The estimated population median of medv was 21.2 (in thousands of dollars). Using the bootstrap procedure with 1,000 resamples, the estimated standard error of the median was 0.391.

Because there is no simple analytical formula for the standard error of the median, the bootstrap provides an effective method for estimating its sampling variability. The relatively small bootstrap standard error indicates that the sample median is a stable estimate of the population median. Overall, the results suggest that the estimated median home value is fairly precise, with only modest variability across repeated bootstrap samples.

(g) Based on this data set, provide an estimate for the tenth percentile of medv in Boston census tracts. Call this quantity ˆμ0.1. (You can use the quantile() function.)

mu_0.1_hat <- quantile(Boston$medv, probs = 0.10)
cat("Estimate the 10th percentile:", mu_0.1_hat, "\n")
## Estimate the 10th percentile: 12.75

(h) Use the bootstrap to estimate the standard error of ˆμ0.1. Comment on your findings.

boot.p10 <- function(data, index) {
  quantile(data[index], probs = 0.10)
}

# Bootstrap estimate
boot_p10 <- boot(
  data = Boston$medv,
  statistic = boot.p10,
  R = 1000
)
p10_se <- sd(boot_p10$t)

p10_table <- data.frame(
  Statistic = "10th Percentile (medv)",
  Estimate = as.numeric(quantile(Boston$medv, 0.10)),
  Bootstrap_SE = p10_se
)

knitr::kable(
  p10_table,
  digits = 3,
  caption = "Bootstrap Estimate of the Standard Error for the 10th Percentile of MEDV"
)
Bootstrap Estimate of the Standard Error for the 10th Percentile of MEDV
Statistic Estimate Bootstrap_SE
10th Percentile (medv) 12.75 0.495

The estimated 10th percentile of medv, denoted by \(\hat{\mu}_{0.1}\), was 12.75 (in thousands of dollars). Using the bootstrap procedure with 1,000 resamples, the estimated standard error of the 10th percentile was 0.495.

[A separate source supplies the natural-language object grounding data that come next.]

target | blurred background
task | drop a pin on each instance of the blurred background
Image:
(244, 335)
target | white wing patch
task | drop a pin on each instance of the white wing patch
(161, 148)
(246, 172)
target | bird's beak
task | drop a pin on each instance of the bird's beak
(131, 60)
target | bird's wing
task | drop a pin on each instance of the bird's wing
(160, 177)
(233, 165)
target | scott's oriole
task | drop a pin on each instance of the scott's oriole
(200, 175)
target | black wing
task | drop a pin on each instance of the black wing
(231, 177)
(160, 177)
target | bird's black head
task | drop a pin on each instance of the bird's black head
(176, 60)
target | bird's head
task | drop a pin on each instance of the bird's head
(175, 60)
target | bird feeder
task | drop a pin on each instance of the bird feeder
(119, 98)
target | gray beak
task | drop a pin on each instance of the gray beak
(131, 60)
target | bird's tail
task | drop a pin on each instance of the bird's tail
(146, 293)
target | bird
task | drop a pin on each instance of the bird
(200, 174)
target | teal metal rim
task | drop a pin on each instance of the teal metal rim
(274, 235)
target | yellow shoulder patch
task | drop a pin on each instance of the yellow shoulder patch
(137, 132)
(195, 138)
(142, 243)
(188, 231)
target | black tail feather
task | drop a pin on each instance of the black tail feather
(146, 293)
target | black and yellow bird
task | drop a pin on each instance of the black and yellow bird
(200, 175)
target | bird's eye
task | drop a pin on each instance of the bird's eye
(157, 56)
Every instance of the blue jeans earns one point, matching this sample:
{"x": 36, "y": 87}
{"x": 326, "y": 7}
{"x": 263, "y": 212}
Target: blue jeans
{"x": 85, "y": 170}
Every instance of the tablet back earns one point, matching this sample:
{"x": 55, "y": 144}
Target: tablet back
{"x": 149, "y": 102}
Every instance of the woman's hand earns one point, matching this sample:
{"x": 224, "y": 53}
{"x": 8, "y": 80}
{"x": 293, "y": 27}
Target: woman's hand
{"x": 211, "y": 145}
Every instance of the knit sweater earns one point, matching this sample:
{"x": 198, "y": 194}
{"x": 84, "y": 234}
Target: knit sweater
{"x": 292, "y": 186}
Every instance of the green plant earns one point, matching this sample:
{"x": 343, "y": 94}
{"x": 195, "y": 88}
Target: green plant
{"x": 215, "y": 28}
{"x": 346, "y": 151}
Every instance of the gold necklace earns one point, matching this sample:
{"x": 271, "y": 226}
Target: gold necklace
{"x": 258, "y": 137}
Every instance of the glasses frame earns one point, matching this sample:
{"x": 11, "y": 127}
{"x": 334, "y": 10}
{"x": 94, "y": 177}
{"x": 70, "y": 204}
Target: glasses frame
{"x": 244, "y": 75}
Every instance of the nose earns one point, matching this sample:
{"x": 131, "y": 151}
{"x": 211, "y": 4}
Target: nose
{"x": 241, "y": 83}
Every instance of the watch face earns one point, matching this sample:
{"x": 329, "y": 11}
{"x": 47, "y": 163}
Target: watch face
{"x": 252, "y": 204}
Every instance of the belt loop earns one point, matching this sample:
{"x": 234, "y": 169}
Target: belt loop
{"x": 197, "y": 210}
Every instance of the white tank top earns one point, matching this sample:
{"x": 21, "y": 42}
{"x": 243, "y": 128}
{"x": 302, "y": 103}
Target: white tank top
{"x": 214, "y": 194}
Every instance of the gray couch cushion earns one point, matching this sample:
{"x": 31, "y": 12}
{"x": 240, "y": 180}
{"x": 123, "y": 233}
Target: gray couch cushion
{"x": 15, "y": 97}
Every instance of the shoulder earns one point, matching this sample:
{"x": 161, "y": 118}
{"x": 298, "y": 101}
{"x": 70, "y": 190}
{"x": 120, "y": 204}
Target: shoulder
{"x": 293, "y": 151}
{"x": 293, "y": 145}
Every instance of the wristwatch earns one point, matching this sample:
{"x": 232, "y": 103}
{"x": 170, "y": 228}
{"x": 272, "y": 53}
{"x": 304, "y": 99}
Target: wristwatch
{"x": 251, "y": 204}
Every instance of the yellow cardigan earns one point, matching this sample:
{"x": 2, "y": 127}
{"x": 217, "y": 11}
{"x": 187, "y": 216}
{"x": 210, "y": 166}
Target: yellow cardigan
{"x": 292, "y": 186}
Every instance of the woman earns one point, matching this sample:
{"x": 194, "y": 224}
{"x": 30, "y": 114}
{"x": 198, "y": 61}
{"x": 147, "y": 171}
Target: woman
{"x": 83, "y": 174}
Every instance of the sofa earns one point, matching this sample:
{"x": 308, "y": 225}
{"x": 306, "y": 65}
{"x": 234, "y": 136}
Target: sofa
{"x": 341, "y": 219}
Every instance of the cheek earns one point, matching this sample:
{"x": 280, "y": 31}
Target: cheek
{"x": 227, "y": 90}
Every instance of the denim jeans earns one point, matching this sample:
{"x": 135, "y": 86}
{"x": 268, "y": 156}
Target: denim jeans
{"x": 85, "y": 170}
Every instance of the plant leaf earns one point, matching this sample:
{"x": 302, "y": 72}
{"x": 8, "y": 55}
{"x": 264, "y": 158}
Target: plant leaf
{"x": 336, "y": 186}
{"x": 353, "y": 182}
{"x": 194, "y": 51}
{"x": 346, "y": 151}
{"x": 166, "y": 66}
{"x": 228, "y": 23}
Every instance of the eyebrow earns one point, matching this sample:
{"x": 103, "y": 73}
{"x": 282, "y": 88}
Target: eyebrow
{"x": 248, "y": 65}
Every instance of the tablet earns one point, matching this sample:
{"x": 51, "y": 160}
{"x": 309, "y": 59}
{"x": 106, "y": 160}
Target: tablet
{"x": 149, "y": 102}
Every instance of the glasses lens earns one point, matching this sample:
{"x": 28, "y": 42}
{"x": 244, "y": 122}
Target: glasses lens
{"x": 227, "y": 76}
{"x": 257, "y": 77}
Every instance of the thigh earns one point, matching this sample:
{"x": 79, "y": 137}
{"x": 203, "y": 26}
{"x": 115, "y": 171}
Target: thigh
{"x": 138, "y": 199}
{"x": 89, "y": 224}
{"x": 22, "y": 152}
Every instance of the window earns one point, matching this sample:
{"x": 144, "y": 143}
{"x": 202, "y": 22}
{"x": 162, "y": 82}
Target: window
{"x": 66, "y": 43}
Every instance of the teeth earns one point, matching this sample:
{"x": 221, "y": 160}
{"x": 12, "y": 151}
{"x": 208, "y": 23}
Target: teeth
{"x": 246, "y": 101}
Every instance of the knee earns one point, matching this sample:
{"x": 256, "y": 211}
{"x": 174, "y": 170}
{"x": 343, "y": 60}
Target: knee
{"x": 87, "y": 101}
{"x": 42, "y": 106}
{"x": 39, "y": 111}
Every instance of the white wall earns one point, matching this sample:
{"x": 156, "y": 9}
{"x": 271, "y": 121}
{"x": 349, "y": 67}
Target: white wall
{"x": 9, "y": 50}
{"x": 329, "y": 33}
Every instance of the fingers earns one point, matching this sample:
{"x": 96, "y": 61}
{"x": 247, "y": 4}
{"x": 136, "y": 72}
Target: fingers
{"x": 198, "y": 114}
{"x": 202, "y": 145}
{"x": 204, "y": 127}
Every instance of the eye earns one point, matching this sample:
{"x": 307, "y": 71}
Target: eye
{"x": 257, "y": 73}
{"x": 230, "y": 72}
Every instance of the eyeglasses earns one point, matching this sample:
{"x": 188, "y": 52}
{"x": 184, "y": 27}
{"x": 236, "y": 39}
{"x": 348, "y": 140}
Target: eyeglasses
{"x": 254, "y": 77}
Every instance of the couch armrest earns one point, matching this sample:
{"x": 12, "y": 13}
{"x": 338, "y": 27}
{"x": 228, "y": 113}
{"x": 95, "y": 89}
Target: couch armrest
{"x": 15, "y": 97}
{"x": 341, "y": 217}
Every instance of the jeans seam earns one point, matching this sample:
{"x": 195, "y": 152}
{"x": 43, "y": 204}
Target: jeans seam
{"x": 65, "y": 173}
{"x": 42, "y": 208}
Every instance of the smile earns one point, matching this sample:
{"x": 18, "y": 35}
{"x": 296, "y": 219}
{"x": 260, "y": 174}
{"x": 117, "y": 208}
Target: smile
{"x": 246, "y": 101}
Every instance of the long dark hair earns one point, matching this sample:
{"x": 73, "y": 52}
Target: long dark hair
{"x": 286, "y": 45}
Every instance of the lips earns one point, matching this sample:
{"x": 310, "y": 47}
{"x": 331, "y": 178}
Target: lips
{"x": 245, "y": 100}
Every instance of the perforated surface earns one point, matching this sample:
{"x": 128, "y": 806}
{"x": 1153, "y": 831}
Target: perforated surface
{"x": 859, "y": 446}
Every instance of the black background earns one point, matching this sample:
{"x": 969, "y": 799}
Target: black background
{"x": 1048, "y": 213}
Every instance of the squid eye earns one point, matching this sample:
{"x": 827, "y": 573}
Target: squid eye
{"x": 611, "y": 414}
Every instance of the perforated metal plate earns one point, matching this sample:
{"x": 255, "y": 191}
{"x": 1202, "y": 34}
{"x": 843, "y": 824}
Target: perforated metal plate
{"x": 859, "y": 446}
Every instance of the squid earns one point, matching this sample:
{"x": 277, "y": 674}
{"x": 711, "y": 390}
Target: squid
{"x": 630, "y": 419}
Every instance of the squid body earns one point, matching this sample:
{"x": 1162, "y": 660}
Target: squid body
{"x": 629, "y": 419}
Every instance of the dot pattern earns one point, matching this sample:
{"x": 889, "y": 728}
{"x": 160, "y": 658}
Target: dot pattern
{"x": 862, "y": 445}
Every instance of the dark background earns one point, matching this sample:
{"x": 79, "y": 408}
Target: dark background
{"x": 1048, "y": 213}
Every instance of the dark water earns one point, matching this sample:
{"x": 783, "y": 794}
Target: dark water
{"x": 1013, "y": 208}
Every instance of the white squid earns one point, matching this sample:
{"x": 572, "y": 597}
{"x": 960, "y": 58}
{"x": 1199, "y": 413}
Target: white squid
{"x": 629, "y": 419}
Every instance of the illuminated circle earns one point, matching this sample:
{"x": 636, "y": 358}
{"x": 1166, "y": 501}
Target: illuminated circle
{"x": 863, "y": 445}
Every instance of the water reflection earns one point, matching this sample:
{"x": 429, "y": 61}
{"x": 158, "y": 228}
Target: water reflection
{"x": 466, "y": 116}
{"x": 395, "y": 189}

The bootstrap standard error of 0.495 indicates that the estimated 10th percentile is relatively stable across repeated samples. Although its standard error is slightly larger than that of the median (0.391), it remains small relative to the estimate itself, suggesting that the 10th percentile is estimated with good precision.